The solution to this problem is to raise that limit for tor's user; first by
figuring out what user tor is running as ('ps aux' will show this alongside
the process). Then, you or your sysadmin should raise the FD limit for that
user to something more reasonable for a socket-hungry application like tor.
I use 4096.
On many linux systems, this can be changed in /etc/security/limits.conf with
lines like:
toruser hard nofile 4096
toruser soft nofile 4096
I would recommend setting both the hard and soft limits (as shown), for
simplicity. There are other methods for other situations or systems, but
that should work on most forms of linux.
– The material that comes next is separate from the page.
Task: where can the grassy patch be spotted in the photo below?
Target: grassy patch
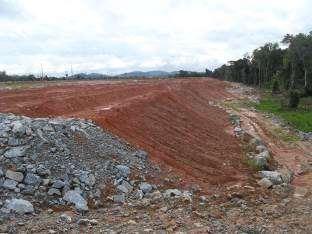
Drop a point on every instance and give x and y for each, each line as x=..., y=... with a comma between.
x=300, y=118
Note that after changing this, you
will need to shut down tor, open a new terminal (important), and start tor
again for the new limit to take effect.
Also note that some VPS/VDS systems severely limit open sockets, so if
you're using one of those, you may not be able to use as many as tor would
want.
Hope that helps.
- John Brooks
On Wed, Dec 3, 2008 at 1:49 PM, Praedor Atrebates <praedor@xxxxxxxxx> wrote:
> On Wednesday 03 December 2008 15:47:17 Praedor Atrebates wrote:
> > I don't understand this message. My tor log (in tork) is full of
> > repetitive messages:
> >
> > 2008-12-03 15:42:38 WARN (1 of 1) Failing because we have 1004
> connections
> > already. Please raise your ulimit -n.
> >
> > Over and over (with variable numbers of connections around 1000.
>
> Forgot: using tor-0.2.1.7 as a relay server.